(05-27-2013 07:49 PM)splinters Wrote: (05-27-2013 07:13 PM)Almadenmike Wrote: What's "the X"?
The faceoff player
The faceoff spot, in the center of the field, used to be marked with an "X". That rule changed at least 10 years ago, but old terms die hard, and in fact the X still appears in reference diagrams found in web sites, game programs, instruction books and so on.
To add to the confusion, many coaches and players also refer the point just behind the goal crease as "X" (see, e.g., second paragraph of
http://en.wikipedia.org/wiki/Lacrosse_strategy ). Tactically, it's an important spot from which plays are often initiated. But why people started calling it X when there was already an actual X on the field in a completely different location never made sense. I mean, they could have called it "Z" (which has a good pedigree as a reference or initiation point -- it has been aviation shorthand for Greenwich Mean Time for half a century or more), or "alpha", or just about anything other than "X".

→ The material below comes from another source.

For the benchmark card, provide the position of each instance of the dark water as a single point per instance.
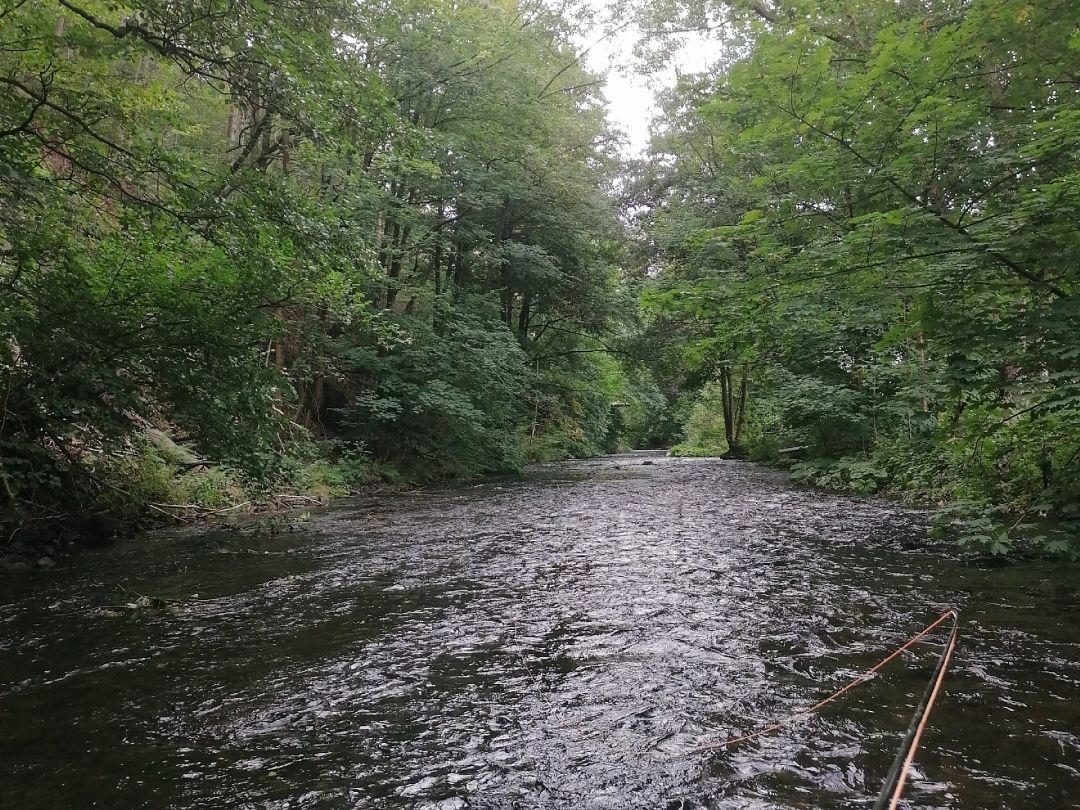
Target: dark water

Lacrosse also overuses the word "box": it can refer to the attack area surrounding the goal; or the part of the sideline through which substitutes enter and leave the field; or a defensive formation (as in the "box-and-one" man-down defense). People could use distinct terms for each of these (e.g. the "attack box", the "gate" [which is what it's called in international lacrosse], and "square-and-one" or something like that), but they don't.
Lacrosse has many, many things about it which are appealing, but linguistic rigor is definitely not one of them.
Anyway, the point that Syracuse has not done well at face-offs is well-taken.